Ten years ago (22-Sep-2014 to be exact), I started my One-Fourth fund.
The One-Fourth fund was started after the big hoo-ha about the 10 million population planning figure for Singapore by 2030. This was back in 2014.
https://www.straitstimes.com/politics/ge2020-10-million-population-not-a-goal-but-a-planning-parameter-says-liu-thai-ker
After the news came out, a lot of people were upset by the number. However, some investment articles suggested stocks to buy given the supposed huge influx of people. Since there are more people, the investment article suggested stocks in the following industries:
- Telco
- Transport
- Bank
- Finance
After all, when people move into Singapore. They will need these essential services, right?
Based on the above, I selected the below 4 stocks based on Sharpe Ratio:
- Starhub
- ComfortDelGro
- UOB
- SGX
The 4 combinations above gave the highest Sharpe Ratio, which means the highest returns divided by volatility. The plan was that I will dollar-cost average into these stocks twice a year, and I will rebalance the stocks each time such that all 4 stocks hold equal value.
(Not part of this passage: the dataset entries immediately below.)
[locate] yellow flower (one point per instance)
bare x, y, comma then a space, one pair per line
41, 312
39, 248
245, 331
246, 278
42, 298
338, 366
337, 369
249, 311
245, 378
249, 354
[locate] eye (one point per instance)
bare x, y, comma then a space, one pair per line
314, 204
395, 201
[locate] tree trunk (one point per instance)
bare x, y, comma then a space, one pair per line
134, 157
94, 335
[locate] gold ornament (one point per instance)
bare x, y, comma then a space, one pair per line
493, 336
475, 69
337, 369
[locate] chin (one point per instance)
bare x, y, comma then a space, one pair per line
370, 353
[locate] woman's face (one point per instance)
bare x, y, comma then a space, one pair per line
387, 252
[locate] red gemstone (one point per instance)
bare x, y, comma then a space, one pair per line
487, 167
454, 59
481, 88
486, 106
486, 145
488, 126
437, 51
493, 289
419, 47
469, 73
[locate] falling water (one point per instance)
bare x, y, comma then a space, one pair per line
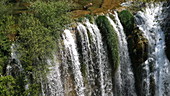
124, 77
157, 64
71, 48
95, 58
15, 63
55, 87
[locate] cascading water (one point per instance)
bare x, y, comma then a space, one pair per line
15, 63
71, 49
55, 86
124, 83
156, 81
95, 59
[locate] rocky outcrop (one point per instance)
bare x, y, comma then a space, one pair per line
111, 39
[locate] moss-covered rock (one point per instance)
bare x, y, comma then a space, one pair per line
137, 45
110, 38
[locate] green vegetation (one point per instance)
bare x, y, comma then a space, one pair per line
35, 30
111, 38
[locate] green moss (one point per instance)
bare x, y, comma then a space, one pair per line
90, 17
110, 38
127, 20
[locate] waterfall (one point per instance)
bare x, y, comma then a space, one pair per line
94, 56
124, 76
71, 48
157, 65
55, 86
15, 64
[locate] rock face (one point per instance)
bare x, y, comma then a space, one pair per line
137, 44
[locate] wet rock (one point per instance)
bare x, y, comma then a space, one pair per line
137, 45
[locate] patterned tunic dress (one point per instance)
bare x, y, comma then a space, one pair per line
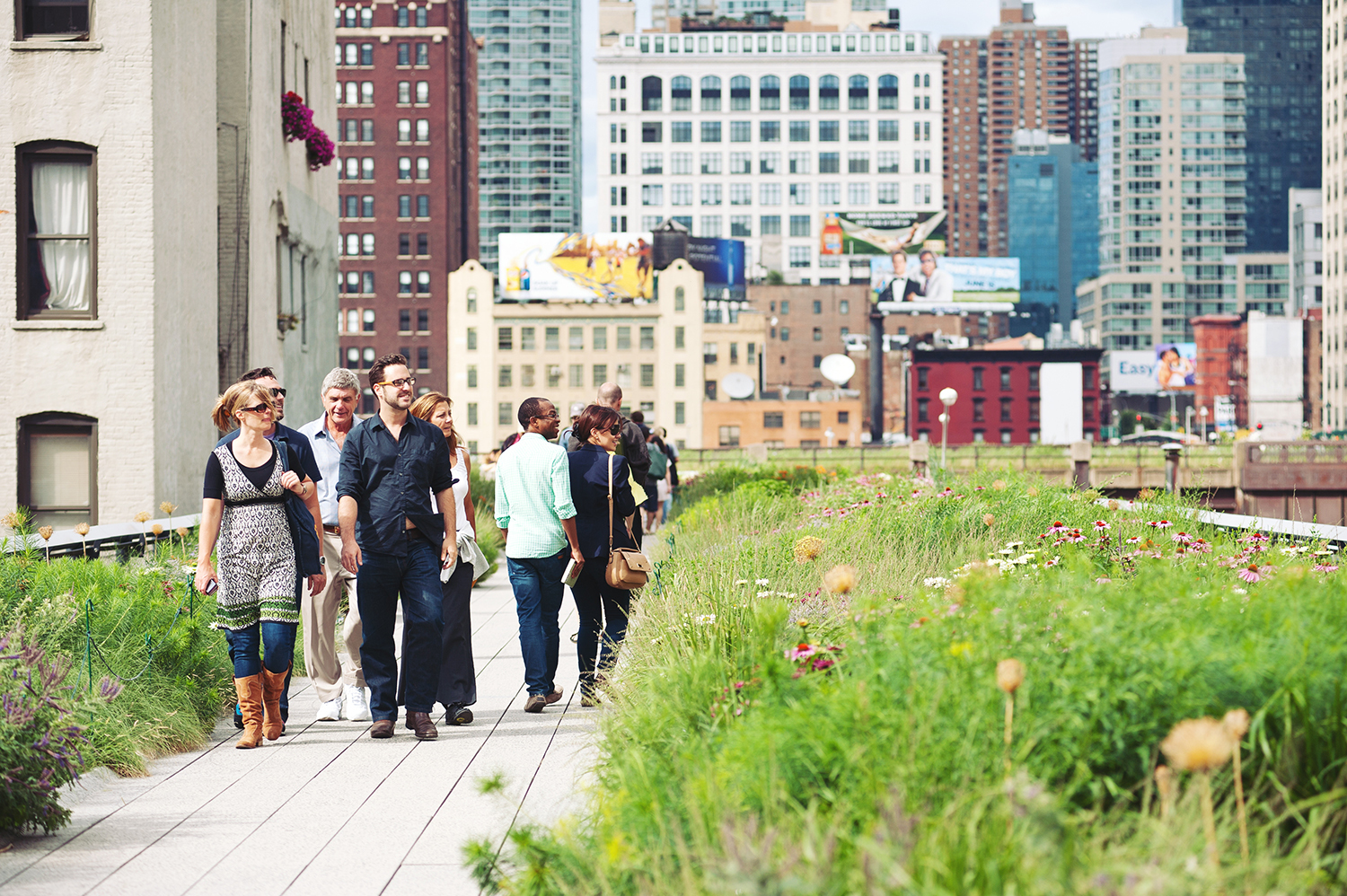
256, 553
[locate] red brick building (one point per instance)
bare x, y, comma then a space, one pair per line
999, 393
407, 154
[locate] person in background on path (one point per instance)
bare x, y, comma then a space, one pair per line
657, 478
594, 470
630, 444
339, 690
396, 545
565, 438
536, 519
457, 674
244, 510
266, 377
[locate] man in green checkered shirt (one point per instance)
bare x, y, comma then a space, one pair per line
536, 518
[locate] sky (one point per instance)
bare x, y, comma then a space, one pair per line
1083, 19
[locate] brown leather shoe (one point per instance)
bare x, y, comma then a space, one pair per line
422, 724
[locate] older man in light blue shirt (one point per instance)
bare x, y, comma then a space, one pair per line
535, 514
341, 689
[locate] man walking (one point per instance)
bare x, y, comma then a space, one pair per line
396, 545
266, 377
536, 518
339, 690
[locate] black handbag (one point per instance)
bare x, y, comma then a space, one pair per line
307, 550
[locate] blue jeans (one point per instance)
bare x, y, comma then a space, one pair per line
538, 599
277, 642
382, 580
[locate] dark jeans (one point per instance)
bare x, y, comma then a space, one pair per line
382, 580
597, 602
538, 599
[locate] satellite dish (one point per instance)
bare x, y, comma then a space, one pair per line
738, 385
838, 368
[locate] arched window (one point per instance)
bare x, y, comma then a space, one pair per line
681, 93
710, 93
652, 93
799, 92
829, 86
888, 92
741, 91
770, 92
858, 92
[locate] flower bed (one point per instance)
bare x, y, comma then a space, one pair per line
811, 702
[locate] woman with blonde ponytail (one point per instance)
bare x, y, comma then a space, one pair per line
244, 510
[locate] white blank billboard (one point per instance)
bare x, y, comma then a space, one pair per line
1061, 387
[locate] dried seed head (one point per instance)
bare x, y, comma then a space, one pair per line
840, 580
1236, 724
1198, 745
1009, 675
807, 549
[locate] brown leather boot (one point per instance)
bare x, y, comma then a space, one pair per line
250, 707
274, 683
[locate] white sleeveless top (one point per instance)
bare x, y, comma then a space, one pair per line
460, 472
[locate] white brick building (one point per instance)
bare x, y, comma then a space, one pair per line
757, 135
131, 132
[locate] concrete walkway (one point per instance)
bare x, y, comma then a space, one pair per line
325, 809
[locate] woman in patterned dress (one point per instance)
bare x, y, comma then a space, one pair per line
244, 508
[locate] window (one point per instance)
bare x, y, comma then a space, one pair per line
799, 92
57, 199
58, 456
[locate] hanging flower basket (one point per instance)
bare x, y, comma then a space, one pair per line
296, 123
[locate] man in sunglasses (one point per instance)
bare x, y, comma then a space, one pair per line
396, 543
536, 518
266, 377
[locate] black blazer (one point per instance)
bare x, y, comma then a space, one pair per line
589, 495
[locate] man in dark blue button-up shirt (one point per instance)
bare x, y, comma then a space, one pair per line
396, 543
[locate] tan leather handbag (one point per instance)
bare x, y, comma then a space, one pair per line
627, 569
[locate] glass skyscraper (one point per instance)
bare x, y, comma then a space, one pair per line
1280, 40
528, 101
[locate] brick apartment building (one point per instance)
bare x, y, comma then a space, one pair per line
409, 180
999, 393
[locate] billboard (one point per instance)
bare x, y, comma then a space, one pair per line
1133, 372
1176, 366
881, 232
578, 267
953, 280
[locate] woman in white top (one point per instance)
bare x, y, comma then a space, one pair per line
457, 674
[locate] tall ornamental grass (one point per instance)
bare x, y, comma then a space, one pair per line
808, 702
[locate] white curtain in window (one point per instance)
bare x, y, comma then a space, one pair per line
61, 206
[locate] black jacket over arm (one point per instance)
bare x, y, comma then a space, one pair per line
589, 494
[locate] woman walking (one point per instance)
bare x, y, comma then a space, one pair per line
597, 473
244, 510
457, 674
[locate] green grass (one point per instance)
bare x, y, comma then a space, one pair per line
729, 767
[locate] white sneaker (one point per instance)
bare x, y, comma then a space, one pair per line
329, 712
356, 705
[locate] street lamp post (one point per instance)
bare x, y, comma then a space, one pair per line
947, 398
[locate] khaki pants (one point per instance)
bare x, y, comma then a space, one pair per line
320, 618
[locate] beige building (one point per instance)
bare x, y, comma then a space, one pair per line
503, 353
180, 240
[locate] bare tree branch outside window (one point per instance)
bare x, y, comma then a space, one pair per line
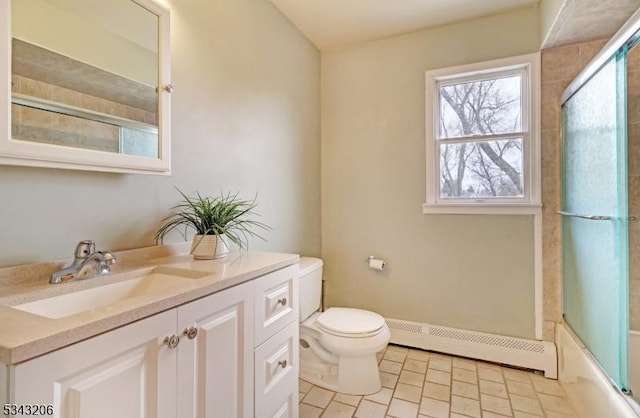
478, 167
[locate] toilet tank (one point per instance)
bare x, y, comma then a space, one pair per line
309, 285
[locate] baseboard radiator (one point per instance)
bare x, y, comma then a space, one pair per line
519, 352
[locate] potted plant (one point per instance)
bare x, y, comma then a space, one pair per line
215, 220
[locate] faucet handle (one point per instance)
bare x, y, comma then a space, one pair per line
85, 248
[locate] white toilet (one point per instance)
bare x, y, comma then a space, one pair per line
337, 347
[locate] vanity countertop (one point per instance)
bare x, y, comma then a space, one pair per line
24, 335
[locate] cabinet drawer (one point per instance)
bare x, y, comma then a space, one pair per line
287, 407
276, 298
276, 366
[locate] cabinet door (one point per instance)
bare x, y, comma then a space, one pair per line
215, 367
125, 373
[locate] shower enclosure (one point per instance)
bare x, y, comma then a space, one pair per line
601, 197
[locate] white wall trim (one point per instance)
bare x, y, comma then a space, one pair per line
520, 352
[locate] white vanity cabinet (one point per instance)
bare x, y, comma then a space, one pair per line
126, 373
230, 354
215, 365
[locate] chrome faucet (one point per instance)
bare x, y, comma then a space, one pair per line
87, 263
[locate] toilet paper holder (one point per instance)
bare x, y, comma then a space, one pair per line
369, 258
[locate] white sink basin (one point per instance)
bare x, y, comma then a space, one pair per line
143, 283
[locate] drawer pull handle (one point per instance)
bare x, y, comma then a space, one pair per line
172, 341
190, 332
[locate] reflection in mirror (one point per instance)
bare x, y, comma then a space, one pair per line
92, 91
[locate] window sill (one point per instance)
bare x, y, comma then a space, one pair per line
482, 208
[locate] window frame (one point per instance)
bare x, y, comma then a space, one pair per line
530, 203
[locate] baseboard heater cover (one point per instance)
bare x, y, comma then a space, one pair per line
519, 352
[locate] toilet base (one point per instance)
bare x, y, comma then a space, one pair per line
353, 375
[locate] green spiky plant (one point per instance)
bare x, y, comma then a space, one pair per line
224, 215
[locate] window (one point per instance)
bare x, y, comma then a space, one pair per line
482, 137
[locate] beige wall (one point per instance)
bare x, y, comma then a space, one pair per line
549, 10
559, 67
470, 272
245, 118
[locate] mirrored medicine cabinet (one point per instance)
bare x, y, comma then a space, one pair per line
85, 85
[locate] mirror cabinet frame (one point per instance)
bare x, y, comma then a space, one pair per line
25, 153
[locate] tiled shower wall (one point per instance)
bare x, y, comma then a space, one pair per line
37, 125
559, 67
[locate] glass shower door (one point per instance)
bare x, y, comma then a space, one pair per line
595, 217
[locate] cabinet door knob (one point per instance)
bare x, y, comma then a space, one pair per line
190, 332
172, 341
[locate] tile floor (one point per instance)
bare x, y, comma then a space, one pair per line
418, 383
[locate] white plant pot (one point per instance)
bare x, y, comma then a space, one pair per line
208, 247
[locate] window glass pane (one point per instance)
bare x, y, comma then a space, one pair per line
483, 107
481, 170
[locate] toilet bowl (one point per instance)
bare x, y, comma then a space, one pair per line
338, 347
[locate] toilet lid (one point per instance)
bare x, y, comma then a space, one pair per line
350, 321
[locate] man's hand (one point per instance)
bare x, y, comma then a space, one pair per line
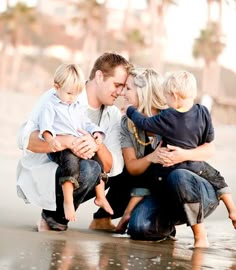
55, 145
84, 146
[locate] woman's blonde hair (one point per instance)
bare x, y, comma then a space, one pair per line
182, 83
149, 90
69, 76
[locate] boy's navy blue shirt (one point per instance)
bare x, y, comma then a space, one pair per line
183, 129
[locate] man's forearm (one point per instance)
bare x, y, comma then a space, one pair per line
105, 156
40, 146
37, 145
202, 152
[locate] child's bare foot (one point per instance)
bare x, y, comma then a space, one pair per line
42, 225
102, 224
123, 223
102, 202
232, 216
69, 210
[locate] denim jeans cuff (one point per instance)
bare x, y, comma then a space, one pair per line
71, 179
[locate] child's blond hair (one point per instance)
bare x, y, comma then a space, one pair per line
182, 83
69, 76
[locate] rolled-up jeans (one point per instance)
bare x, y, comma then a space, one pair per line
183, 198
89, 173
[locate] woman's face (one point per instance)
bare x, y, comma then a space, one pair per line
131, 94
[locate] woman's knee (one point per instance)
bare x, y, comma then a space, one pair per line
184, 184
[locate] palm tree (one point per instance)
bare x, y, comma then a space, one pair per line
18, 23
92, 20
208, 46
158, 37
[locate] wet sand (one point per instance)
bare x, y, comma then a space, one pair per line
22, 247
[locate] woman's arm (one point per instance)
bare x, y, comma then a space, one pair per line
39, 146
136, 166
173, 155
165, 156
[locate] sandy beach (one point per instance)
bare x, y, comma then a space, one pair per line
22, 247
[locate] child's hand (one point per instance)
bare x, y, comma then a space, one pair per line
55, 145
126, 105
98, 137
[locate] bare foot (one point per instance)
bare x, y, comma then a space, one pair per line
42, 225
201, 242
102, 224
69, 210
122, 225
232, 216
102, 202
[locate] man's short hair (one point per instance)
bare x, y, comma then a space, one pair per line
107, 63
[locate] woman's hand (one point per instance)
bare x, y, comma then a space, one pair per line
172, 155
84, 146
167, 156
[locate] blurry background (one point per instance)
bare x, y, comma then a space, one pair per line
36, 36
198, 35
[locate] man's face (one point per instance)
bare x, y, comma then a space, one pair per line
112, 87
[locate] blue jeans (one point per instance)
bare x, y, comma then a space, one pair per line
89, 173
183, 198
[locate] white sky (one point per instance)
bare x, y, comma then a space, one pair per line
184, 23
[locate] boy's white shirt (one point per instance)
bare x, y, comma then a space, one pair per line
36, 173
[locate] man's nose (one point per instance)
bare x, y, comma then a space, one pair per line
121, 91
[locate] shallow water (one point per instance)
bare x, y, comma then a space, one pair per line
22, 248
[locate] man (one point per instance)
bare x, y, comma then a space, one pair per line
105, 84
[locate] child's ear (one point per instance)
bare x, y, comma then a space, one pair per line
99, 76
56, 86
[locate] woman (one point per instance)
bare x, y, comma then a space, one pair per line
184, 197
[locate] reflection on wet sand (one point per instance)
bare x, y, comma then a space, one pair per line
22, 249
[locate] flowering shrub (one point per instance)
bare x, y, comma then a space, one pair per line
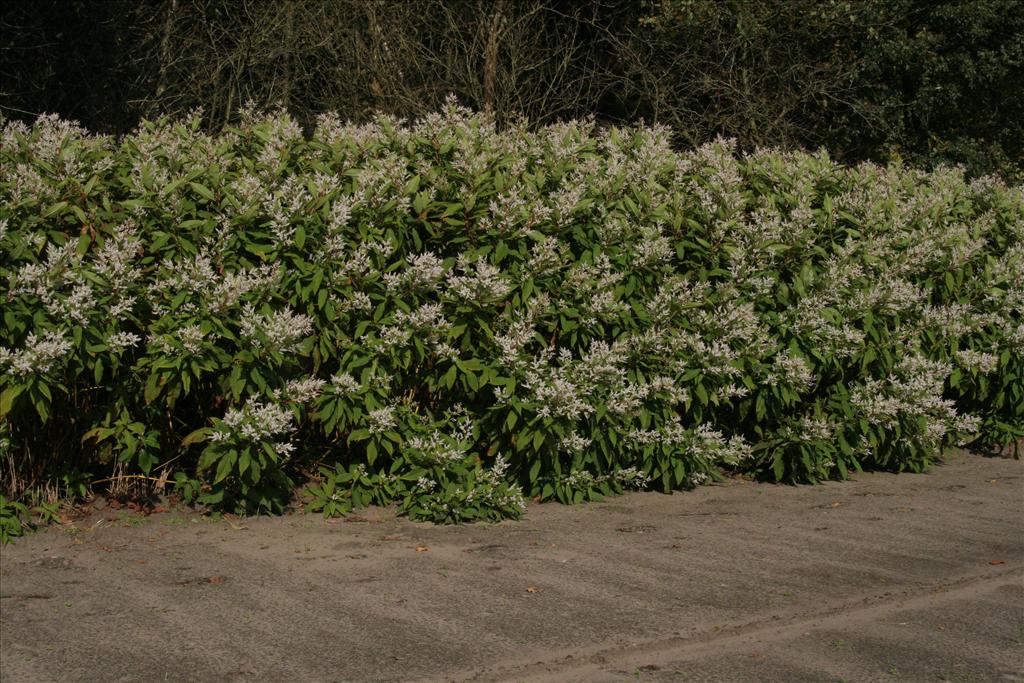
453, 316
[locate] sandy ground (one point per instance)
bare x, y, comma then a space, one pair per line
908, 578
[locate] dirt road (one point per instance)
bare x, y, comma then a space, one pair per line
908, 578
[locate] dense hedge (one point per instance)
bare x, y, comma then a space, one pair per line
451, 316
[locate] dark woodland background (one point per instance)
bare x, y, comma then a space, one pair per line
922, 81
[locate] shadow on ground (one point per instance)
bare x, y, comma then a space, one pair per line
887, 578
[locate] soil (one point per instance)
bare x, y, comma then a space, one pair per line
885, 578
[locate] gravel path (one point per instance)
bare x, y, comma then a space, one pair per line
908, 578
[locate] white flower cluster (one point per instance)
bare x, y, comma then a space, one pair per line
38, 356
280, 331
256, 422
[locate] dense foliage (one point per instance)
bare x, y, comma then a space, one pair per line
453, 316
926, 81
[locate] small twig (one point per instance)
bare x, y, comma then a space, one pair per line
126, 476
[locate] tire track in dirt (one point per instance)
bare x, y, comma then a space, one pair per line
591, 664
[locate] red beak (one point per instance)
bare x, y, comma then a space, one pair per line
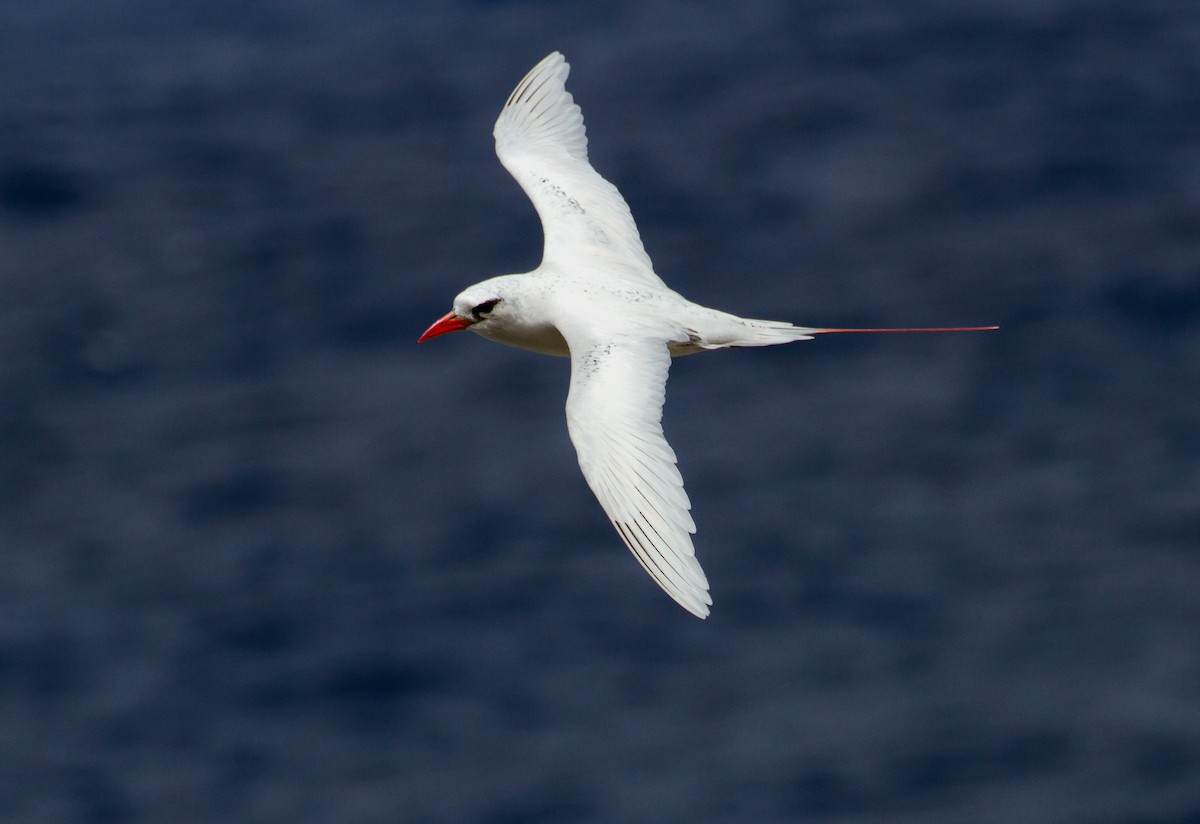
447, 323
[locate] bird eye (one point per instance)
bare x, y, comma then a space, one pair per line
485, 308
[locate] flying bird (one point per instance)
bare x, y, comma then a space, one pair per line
597, 300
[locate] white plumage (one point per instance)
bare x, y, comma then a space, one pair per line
595, 298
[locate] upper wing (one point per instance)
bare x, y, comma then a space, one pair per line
541, 142
613, 415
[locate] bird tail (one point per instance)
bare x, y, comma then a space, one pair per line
773, 332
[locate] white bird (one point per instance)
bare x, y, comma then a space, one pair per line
595, 299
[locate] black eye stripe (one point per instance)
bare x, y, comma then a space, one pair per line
485, 307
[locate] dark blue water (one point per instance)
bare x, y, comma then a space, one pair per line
263, 559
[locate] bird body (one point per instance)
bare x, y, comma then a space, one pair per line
597, 300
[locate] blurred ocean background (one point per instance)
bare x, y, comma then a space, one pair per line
263, 559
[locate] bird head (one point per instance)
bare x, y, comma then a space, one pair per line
474, 306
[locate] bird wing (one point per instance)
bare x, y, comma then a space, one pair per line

This fund took a lot of hits along the way, and it was negative for most of the time. For Starhub, it was in overall decline throughout the years. For ComfortDelGro, ride-hailing services like Grab came to prominence, which led to a gradual decline in ComefortDelGro stocks.
I dollar-cost averaged from 2014 till 2020. It is only recently I recouped my losses with the stellar run in STI.
I recently crunched the numbers and found that the CAGR of this fund is 3.50% (see above). Simple returns are 26.46%. Again, this is after 10 years.
Nothing to shout about, but I just want to share to show that some stocks (ie. blue-chip stocks) are worth holding, just need time to recover.